Now, here what happens;
ddNTPs terminate the sequencing chain. Sometimes, the reaction doesn’t terminate at a correct nucleotide or position leading to partial unwanted extension. This generates additional peaks and results in background noise.
Polymerase errors:
Polymerase also produces errors during the synthesis process and contributes to significantly high background noise. Polymerase slippage in the repetitive regions and addition of wrong nucleotides are the major causes.
Technically, polymerase errors generate insertion or deletion type additional peak, and are actually background noise.
Signal degradation:
Signal degradation is almost always reported in every electropherogram at the beginning and end of the sequence. Henceforth, substantially high background noise is reported at the beginning and end of the sequence.

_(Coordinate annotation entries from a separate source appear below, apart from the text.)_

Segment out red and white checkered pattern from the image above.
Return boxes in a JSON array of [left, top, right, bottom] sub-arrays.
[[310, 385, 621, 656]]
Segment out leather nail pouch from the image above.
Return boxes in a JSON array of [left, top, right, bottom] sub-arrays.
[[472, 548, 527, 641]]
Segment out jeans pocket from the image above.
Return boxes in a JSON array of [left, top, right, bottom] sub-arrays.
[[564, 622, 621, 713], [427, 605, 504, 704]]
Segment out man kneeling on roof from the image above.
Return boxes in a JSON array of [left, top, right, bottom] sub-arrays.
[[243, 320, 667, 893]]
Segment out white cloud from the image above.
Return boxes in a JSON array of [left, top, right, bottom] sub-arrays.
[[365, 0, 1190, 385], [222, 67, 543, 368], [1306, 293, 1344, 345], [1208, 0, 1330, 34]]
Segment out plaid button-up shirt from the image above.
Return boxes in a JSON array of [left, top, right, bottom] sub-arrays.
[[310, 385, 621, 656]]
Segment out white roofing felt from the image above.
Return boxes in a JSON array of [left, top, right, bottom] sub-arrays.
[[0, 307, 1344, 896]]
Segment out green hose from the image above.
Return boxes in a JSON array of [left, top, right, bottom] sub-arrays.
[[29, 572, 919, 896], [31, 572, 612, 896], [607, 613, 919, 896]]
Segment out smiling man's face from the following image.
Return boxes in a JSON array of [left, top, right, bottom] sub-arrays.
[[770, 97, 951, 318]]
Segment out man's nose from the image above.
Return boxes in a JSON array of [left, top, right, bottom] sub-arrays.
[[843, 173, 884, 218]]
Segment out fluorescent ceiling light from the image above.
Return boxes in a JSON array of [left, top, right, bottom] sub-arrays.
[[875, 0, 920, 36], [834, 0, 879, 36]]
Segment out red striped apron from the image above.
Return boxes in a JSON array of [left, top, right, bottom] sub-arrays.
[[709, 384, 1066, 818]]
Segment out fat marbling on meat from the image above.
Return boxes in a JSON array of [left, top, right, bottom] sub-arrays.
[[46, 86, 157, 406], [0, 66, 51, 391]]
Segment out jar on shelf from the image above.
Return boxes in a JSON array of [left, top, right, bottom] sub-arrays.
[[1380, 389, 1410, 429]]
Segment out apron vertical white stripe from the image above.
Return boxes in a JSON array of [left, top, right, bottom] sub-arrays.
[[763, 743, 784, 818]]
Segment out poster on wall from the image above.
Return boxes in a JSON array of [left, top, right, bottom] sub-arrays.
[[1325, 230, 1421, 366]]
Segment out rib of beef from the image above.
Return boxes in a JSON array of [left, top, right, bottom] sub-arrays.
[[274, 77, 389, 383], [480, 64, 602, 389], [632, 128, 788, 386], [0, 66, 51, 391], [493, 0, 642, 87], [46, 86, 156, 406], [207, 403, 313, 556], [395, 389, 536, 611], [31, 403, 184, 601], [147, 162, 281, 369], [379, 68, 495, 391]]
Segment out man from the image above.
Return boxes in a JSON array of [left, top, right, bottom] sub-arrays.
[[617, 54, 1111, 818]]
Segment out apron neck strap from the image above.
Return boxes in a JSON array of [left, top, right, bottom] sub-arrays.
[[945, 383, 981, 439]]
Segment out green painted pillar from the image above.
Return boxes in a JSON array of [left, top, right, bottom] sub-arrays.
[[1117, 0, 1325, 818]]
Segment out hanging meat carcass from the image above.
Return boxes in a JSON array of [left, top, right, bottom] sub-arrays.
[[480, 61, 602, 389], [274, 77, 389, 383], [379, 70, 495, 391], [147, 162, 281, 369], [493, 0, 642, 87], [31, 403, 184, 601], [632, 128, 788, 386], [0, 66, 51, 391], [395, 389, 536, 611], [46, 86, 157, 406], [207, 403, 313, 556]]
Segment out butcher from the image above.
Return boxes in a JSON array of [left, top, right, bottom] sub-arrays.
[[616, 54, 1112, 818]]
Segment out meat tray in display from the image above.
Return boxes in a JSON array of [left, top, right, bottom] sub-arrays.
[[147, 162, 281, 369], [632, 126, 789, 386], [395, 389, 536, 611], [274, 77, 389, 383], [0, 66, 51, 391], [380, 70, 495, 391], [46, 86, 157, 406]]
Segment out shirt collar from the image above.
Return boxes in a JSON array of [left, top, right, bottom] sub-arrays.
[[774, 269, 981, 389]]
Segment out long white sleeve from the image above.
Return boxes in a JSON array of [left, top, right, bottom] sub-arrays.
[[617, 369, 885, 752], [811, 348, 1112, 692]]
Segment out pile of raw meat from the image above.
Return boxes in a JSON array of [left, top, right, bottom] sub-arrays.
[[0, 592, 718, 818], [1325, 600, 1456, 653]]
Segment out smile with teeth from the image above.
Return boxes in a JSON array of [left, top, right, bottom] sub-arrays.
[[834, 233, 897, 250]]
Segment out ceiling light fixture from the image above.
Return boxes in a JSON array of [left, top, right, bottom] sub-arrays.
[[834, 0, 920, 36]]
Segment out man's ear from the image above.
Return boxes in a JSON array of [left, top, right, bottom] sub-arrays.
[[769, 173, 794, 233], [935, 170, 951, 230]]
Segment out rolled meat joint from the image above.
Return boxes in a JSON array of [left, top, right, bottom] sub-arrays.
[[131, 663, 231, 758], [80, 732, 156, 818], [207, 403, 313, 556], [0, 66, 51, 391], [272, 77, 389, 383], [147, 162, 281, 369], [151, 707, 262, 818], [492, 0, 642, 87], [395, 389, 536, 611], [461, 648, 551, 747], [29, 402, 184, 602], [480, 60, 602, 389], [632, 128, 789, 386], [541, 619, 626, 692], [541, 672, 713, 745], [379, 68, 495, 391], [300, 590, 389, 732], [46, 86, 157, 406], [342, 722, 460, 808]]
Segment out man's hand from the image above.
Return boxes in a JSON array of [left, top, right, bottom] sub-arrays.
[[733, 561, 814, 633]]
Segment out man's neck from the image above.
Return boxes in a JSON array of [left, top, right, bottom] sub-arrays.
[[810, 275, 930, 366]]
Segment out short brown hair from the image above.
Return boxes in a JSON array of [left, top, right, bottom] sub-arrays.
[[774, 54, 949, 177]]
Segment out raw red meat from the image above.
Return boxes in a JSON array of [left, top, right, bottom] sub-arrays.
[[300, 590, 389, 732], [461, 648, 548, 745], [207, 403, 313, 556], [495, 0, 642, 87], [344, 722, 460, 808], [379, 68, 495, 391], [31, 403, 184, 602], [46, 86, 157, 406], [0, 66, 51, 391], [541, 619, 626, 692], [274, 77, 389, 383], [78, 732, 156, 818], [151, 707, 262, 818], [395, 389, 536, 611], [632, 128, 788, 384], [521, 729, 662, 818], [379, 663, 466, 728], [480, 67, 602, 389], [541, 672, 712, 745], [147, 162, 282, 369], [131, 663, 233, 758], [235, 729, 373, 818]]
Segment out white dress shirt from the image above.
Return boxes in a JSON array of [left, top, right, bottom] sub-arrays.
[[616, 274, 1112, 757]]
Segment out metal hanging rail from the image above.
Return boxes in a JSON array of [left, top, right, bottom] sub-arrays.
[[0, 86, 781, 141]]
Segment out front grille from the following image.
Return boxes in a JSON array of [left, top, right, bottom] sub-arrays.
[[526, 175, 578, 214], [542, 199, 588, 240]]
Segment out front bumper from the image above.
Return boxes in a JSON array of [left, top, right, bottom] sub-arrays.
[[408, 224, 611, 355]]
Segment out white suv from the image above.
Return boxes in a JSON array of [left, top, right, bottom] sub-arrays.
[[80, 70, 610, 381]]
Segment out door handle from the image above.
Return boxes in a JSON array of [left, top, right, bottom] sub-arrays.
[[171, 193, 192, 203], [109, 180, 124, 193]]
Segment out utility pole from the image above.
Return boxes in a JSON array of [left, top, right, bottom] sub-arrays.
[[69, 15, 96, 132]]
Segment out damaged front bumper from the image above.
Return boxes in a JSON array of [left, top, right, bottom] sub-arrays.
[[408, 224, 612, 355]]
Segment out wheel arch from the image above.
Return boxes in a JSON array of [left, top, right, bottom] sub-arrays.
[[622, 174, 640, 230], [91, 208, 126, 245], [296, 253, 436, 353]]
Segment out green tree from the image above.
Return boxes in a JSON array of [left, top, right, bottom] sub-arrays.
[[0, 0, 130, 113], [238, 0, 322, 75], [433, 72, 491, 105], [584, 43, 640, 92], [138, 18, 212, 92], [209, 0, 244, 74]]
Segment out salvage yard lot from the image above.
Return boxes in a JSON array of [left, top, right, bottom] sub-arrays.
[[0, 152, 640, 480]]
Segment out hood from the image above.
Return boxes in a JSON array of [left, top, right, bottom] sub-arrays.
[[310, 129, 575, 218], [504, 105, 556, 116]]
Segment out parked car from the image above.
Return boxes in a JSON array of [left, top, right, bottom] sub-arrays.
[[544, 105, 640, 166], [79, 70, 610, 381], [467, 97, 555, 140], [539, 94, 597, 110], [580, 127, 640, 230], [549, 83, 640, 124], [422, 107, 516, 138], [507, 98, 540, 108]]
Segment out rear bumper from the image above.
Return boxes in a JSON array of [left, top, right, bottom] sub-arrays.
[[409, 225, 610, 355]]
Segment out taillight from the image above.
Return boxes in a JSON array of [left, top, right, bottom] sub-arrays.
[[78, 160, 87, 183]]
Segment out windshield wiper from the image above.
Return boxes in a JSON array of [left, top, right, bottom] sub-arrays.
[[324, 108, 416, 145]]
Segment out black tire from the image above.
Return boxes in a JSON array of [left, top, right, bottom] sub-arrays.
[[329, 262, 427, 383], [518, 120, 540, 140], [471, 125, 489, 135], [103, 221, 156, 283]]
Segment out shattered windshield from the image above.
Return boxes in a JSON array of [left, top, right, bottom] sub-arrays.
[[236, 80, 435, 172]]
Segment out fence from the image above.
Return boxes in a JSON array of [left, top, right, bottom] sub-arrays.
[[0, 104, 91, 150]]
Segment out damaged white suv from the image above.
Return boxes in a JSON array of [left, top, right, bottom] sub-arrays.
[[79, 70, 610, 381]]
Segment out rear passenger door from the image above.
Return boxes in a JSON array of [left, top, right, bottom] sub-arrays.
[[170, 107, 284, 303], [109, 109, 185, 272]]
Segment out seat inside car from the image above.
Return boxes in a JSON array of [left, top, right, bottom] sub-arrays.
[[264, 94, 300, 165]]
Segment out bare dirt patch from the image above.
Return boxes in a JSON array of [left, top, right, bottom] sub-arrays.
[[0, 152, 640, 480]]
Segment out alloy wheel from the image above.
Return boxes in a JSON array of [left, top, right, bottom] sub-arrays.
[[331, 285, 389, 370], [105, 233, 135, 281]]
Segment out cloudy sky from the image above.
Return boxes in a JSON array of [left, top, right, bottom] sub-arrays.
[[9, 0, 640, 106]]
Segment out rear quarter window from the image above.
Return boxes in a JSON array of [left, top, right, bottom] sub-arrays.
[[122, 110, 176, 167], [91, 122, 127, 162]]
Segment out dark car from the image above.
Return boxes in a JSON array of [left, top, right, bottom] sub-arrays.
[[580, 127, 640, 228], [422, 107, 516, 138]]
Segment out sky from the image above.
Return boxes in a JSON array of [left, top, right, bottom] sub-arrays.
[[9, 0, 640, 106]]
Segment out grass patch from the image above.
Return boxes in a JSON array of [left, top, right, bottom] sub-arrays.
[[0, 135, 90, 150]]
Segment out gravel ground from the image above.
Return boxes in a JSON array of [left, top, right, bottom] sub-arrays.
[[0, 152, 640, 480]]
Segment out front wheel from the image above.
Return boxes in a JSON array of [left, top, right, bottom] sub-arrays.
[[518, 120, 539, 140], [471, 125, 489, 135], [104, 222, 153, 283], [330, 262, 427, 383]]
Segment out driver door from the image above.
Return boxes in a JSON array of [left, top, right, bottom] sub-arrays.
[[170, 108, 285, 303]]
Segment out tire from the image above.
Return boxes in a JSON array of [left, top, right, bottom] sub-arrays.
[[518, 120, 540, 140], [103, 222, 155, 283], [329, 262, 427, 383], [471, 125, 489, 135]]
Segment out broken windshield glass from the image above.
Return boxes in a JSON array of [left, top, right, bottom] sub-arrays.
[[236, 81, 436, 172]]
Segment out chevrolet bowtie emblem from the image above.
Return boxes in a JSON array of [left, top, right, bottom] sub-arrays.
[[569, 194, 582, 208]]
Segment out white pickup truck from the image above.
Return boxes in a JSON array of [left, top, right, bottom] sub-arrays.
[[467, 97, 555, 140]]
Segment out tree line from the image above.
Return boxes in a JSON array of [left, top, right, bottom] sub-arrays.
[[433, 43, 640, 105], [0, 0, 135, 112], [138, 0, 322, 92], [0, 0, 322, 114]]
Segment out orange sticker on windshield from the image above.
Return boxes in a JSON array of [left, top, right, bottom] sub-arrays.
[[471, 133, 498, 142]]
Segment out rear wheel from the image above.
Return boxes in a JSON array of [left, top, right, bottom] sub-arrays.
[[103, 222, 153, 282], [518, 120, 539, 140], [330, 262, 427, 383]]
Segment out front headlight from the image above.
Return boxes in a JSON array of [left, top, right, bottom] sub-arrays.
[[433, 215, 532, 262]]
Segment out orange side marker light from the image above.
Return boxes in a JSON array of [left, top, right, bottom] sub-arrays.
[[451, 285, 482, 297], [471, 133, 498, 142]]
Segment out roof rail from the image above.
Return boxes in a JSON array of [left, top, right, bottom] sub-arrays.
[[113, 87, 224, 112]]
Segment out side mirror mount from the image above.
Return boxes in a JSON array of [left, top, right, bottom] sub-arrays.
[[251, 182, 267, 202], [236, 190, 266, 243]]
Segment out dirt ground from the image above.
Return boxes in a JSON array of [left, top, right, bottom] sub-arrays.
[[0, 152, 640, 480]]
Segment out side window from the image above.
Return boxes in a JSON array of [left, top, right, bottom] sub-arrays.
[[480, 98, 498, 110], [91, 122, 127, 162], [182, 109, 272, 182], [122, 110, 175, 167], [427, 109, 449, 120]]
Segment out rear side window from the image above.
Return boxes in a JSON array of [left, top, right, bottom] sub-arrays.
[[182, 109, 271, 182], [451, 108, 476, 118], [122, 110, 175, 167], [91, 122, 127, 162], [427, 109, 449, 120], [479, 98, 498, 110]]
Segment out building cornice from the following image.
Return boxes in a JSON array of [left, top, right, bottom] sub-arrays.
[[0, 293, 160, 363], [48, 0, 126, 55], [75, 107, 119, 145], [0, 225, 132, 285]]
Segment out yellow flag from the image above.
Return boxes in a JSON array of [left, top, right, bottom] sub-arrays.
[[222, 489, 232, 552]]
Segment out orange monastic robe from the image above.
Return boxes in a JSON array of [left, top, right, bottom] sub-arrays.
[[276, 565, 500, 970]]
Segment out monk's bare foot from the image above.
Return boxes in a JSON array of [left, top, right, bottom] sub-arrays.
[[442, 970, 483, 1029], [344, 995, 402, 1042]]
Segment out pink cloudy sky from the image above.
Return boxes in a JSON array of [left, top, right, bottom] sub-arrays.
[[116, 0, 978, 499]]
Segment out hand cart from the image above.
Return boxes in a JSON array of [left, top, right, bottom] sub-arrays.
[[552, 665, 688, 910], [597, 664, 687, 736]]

There are two reasons for these two artifacts.
Smaller fragments are difficult to resolve as they migrate faster. While larger fragments are resolved at the end with the least quality. In both cases, background noise is reported.
It is recommended to trim up to 50 nucleotides at the beginning and end of the trace to avoid these unresolved nucleotides.
Technical errors:
Lastly, a few types of technical and instrument errors can also produce continuous background noise. These are poor calibration, optical interference, electrical or instrumental problems etc.
How to Reduce background noise in Sanger sequencing?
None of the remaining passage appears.